# Local 3 NY



## william1978 (Sep 21, 2008)

Welcome to the forum.


----------



## william1978 (Sep 21, 2008)

I'm curious if Local 3 will be doing the wiring of the new mosques that the Muslims are wanting to build just a block up from ground zero?


----------



## Toronto Sparky (Apr 12, 2009)

onecheck said:


> Does anybody know when the next apprenticeship program for Local 3 NY is? There isn't any information on the Local 3 website.


Call the Hall.. They will give you the right answer..


----------



## onecheck (Jul 9, 2010)

Toronto Sparky said:


> Call the Hall.. They will give you the right answer..

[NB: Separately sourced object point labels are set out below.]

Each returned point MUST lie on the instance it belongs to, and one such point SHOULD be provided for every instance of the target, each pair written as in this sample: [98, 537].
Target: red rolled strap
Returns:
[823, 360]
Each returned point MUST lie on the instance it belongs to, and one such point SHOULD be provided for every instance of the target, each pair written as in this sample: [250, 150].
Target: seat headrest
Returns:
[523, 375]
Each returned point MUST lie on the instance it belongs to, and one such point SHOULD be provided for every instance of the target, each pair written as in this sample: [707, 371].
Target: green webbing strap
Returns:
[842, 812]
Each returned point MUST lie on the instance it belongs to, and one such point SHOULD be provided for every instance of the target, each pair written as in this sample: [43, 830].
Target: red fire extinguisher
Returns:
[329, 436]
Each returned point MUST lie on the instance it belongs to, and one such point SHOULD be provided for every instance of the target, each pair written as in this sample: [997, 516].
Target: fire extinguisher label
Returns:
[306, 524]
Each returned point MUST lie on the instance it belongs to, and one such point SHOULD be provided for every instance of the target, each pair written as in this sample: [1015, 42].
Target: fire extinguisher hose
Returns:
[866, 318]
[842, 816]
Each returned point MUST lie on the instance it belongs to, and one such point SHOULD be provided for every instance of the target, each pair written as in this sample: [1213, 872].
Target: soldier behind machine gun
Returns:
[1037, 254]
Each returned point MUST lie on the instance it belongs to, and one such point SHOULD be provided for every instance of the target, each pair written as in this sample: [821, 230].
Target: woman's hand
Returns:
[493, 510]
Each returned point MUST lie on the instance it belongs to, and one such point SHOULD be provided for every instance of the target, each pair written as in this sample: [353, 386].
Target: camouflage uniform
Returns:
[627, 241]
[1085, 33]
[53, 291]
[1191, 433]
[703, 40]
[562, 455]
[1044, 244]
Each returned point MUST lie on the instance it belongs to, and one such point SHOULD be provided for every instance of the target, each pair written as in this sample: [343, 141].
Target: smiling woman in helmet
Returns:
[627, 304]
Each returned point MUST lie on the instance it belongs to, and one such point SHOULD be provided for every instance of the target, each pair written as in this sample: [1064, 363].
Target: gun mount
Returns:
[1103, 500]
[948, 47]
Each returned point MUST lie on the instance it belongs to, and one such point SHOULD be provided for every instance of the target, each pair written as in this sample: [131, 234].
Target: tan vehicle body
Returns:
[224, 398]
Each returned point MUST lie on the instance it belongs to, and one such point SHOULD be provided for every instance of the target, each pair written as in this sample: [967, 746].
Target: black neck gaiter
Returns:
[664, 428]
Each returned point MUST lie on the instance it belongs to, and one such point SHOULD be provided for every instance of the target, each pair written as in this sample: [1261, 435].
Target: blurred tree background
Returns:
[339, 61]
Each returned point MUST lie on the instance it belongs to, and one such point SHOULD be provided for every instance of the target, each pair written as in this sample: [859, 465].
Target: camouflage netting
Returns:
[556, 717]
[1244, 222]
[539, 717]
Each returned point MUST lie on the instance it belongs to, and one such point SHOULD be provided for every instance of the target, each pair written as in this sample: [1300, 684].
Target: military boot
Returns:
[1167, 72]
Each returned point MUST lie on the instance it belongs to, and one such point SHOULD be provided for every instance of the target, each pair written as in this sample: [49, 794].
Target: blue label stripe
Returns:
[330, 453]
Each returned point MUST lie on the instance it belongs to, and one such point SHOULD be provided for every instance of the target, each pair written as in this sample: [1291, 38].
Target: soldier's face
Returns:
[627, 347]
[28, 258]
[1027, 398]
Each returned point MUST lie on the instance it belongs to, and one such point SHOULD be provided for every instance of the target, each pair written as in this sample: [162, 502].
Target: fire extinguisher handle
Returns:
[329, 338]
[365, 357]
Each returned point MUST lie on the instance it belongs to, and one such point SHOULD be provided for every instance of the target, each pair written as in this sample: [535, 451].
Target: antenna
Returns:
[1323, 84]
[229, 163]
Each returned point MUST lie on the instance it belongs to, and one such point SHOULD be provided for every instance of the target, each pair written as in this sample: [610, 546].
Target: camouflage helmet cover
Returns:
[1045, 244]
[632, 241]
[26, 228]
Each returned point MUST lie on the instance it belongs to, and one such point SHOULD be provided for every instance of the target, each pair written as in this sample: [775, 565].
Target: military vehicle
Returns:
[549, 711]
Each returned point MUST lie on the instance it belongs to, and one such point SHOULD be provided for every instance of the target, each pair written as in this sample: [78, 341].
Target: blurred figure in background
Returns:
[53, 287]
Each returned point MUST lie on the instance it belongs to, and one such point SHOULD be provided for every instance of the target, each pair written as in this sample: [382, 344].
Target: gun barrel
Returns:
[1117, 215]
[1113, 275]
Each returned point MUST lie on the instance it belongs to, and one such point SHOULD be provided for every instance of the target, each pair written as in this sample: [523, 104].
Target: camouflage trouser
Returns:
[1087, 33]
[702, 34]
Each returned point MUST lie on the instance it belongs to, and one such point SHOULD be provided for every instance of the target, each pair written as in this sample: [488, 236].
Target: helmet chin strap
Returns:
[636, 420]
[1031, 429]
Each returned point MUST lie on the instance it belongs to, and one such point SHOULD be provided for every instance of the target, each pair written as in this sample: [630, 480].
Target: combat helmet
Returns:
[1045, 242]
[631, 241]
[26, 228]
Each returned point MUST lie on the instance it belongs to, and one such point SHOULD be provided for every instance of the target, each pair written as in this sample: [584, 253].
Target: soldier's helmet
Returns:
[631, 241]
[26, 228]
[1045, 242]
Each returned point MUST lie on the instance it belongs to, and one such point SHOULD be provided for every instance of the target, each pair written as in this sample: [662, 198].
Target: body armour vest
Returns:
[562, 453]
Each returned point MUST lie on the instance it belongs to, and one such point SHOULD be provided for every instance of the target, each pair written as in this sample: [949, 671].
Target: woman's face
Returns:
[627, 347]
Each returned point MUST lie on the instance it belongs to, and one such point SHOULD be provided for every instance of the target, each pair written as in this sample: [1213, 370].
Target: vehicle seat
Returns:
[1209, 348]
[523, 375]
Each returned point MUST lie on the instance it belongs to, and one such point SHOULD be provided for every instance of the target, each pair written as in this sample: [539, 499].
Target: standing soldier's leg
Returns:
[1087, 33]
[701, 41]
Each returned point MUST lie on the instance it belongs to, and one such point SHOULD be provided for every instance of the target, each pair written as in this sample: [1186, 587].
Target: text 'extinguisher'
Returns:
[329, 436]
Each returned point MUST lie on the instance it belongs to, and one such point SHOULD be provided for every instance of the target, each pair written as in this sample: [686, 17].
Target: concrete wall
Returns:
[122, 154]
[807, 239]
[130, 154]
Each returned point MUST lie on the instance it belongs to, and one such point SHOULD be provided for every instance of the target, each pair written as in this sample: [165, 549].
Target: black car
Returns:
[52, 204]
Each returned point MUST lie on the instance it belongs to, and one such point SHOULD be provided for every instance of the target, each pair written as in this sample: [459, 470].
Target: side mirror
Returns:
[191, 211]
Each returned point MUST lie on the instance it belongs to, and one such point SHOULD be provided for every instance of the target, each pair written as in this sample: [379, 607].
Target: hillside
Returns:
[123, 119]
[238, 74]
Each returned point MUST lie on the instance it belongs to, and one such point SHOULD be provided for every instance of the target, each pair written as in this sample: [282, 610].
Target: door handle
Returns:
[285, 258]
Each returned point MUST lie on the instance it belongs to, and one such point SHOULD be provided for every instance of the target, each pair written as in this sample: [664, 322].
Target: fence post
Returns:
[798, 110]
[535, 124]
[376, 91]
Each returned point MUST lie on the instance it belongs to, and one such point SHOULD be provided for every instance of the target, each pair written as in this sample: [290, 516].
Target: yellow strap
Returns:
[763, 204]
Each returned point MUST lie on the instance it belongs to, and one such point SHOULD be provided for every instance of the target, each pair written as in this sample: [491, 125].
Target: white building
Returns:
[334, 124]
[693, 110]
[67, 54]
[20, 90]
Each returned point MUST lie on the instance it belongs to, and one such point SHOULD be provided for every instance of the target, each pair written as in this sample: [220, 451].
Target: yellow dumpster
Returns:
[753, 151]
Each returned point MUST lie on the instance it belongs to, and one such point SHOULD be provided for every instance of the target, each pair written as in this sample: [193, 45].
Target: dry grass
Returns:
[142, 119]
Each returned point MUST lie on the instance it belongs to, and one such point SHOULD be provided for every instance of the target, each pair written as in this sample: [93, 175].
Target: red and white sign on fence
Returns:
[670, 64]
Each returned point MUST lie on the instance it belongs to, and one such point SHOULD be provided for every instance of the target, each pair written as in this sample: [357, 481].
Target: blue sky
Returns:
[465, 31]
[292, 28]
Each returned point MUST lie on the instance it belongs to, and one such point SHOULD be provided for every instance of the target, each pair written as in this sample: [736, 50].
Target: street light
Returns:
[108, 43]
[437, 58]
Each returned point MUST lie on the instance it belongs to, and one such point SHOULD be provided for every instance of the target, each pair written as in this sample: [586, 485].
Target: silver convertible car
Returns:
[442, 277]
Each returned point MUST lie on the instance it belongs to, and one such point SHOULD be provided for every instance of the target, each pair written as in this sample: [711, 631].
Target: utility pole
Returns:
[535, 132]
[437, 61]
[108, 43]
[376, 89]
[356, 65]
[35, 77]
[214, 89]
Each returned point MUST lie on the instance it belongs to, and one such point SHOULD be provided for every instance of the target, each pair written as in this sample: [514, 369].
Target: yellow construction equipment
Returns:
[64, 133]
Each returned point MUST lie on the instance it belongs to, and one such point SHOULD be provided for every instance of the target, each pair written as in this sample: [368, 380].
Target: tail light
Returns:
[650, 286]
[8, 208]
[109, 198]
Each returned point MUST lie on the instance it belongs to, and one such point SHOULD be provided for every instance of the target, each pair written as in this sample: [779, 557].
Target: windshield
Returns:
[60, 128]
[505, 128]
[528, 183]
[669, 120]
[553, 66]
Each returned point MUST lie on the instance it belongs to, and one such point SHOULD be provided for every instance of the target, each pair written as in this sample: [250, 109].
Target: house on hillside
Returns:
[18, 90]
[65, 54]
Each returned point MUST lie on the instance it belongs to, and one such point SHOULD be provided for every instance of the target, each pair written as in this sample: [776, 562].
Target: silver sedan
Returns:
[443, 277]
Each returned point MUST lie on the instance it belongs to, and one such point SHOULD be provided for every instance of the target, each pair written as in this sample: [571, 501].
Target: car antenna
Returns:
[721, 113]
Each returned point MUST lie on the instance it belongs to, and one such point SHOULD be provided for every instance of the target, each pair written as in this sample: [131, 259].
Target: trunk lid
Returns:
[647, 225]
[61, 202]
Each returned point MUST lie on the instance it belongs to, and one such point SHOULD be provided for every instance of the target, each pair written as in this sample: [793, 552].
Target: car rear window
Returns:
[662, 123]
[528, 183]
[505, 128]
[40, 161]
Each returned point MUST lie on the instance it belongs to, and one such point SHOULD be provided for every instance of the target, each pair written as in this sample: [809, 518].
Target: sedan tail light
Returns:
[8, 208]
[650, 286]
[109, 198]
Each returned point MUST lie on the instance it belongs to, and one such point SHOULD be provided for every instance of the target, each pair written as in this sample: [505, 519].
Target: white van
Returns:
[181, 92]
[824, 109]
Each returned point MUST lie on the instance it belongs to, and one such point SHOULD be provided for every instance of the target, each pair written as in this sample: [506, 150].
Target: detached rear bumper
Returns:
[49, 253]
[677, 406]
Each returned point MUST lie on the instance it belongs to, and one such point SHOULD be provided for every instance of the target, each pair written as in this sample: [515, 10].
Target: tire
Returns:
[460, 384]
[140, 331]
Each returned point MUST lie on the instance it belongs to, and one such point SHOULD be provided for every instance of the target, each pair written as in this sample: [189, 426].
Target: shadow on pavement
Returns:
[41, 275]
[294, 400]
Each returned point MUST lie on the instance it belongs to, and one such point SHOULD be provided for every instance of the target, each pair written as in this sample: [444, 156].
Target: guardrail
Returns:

Thanks. I called and was transferred to the committee, but it went to voice mail. I sent a letter today requesting an application for the program. I heard from somebody that the program is given every 2 to 3 years.


----------



## Hire me please (Jul 15, 2010)

yea they just held the test today 7/15 for local 3... so its gonna be a bit of a wait... probably for the both of us, if i dont get in of course


----------



## B4T (Feb 10, 2009)

william1978 said:


> I'm curious if Local 3 will be doing the wiring of the new mosques that the Muslims are wanting to build just a block up from ground zero?


The people are really trying to get that stopped.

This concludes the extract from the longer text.